Appealing a denied 95811 claim
Successful appeals require the complete sleep study report, the physician order, the prior diagnostic study documentation, and evidence of facility accreditation. Practices that maintain structured documentation workflows using practice management software are better positioned to pull these records quickly when a payer requests them.
Conclusion
CPT Code 95811 is the correct code when CPAP or bi-level ventilation is initiated during an attended polysomnography study for a patient aged 6 or older, whether that occurs as a split-night study, a standalone titration, or a full-night CPAP study. The code is not interchangeable with 95810, and the documentation requirements are specific enough that missing elements generate denials even when the clinical service was appropriate.
Pabau’s claims management tools help sleep medicine practices build the documentation and claim submission workflows that reduce denial rates and support clean claim rates above 95%. To see how Pabau handles sleep lab billing workflows, book a demo.
Frequently Asked Questions
CPT Code 95811 is used for attended polysomnography with initiation of CPAP or bi-level ventilation in a facility-based sleep lab, for patients aged 6 or older with 4 or more additional sleep parameters monitored. It covers split-night studies, standalone titration studies, and any attended session where PAP therapy is initiated.
CPT 95810 is diagnostic-only polysomnography with no CPAP initiation. CPT Code 95811 includes all the same components plus the initiation of CPAP or bi-level ventilation during the study.
A split-night sleep study combines diagnostic polysomnography and CPAP titration in a single overnight session, billed under CPT Code 95811. Do not bill 95810 and 95811 separately for the same night.
Yes.
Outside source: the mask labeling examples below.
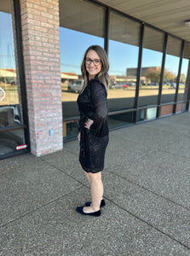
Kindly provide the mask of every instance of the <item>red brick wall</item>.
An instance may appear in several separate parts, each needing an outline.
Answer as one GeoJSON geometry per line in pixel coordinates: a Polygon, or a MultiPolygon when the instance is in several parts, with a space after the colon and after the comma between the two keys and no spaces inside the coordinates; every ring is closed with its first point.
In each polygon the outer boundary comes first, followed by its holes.
{"type": "Polygon", "coordinates": [[[62,148],[59,0],[20,0],[20,9],[31,149],[39,156],[62,148]]]}

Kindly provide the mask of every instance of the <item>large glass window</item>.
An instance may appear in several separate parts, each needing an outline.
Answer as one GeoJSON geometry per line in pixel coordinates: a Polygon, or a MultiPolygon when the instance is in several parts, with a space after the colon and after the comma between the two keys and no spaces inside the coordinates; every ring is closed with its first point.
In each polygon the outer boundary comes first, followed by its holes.
{"type": "Polygon", "coordinates": [[[109,111],[122,113],[109,116],[109,125],[133,122],[139,54],[140,23],[114,12],[110,14],[109,61],[111,84],[108,90],[109,111]]]}
{"type": "MultiPolygon", "coordinates": [[[[176,90],[181,40],[168,37],[167,54],[162,90],[162,103],[173,102],[176,90]]],[[[171,109],[171,108],[170,108],[171,109]]],[[[172,113],[172,111],[171,113],[172,113]]]]}
{"type": "Polygon", "coordinates": [[[187,79],[187,71],[189,66],[189,59],[190,59],[190,44],[186,42],[184,47],[184,54],[182,59],[182,66],[181,71],[177,102],[187,101],[187,93],[186,93],[186,88],[188,88],[187,79]]]}
{"type": "MultiPolygon", "coordinates": [[[[157,105],[162,65],[164,33],[145,26],[139,107],[157,105]]],[[[153,115],[146,114],[153,118],[153,115]]]]}
{"type": "Polygon", "coordinates": [[[0,158],[26,146],[20,111],[20,84],[16,79],[15,29],[13,2],[0,7],[0,158]]]}
{"type": "Polygon", "coordinates": [[[80,66],[92,44],[104,47],[105,9],[83,0],[60,1],[63,137],[76,137],[77,98],[83,87],[80,66]]]}

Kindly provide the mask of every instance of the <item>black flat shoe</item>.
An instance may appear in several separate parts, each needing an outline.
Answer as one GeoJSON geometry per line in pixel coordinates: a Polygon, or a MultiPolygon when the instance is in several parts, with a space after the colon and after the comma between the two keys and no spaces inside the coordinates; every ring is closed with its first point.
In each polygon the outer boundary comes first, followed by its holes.
{"type": "MultiPolygon", "coordinates": [[[[86,206],[86,207],[90,207],[90,205],[91,205],[91,201],[87,201],[87,202],[85,203],[85,206],[86,206]]],[[[106,206],[106,201],[105,201],[104,199],[102,199],[101,201],[101,207],[105,207],[105,206],[106,206]]]]}
{"type": "Polygon", "coordinates": [[[76,208],[76,211],[82,215],[90,215],[90,216],[95,216],[95,217],[98,217],[101,215],[101,210],[99,210],[97,212],[90,212],[90,213],[83,212],[83,207],[79,207],[76,208]]]}

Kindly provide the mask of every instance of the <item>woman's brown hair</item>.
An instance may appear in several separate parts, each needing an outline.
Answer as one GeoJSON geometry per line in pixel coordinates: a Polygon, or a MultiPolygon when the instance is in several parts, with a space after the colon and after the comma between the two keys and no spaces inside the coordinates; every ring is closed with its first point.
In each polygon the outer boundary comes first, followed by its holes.
{"type": "Polygon", "coordinates": [[[108,86],[109,86],[109,75],[108,75],[109,62],[108,62],[107,55],[105,49],[102,47],[101,47],[100,45],[91,45],[85,51],[83,59],[83,61],[81,64],[81,72],[82,72],[83,78],[84,79],[83,90],[86,87],[88,81],[89,81],[89,73],[86,70],[85,61],[86,61],[87,53],[90,49],[95,50],[101,61],[101,70],[96,75],[96,78],[99,79],[104,84],[106,89],[107,90],[108,86]]]}

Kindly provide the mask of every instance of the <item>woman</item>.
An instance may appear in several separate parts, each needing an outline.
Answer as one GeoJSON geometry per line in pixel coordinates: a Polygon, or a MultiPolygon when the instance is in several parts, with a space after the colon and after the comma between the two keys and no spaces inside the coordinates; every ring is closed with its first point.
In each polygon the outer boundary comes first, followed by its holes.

When the interpreting physician and sleep facility are separate billing entities, the physician bills 95811-26 and the facility bills 95811-TC. Neither party should bill the global rate.
CPT Code 95811 requires a facility-based sleep study laboratory; home and mobile settings are not eligible. Use POS 49 for standalone sleep labs or POS 22 for hospital-based sleep labs.
CPT 95808 applies when fewer than 4 additional parameters are monitored and no CPAP is initiated. If CPAP is initiated at any point, CPT Code 95811 is the correct code.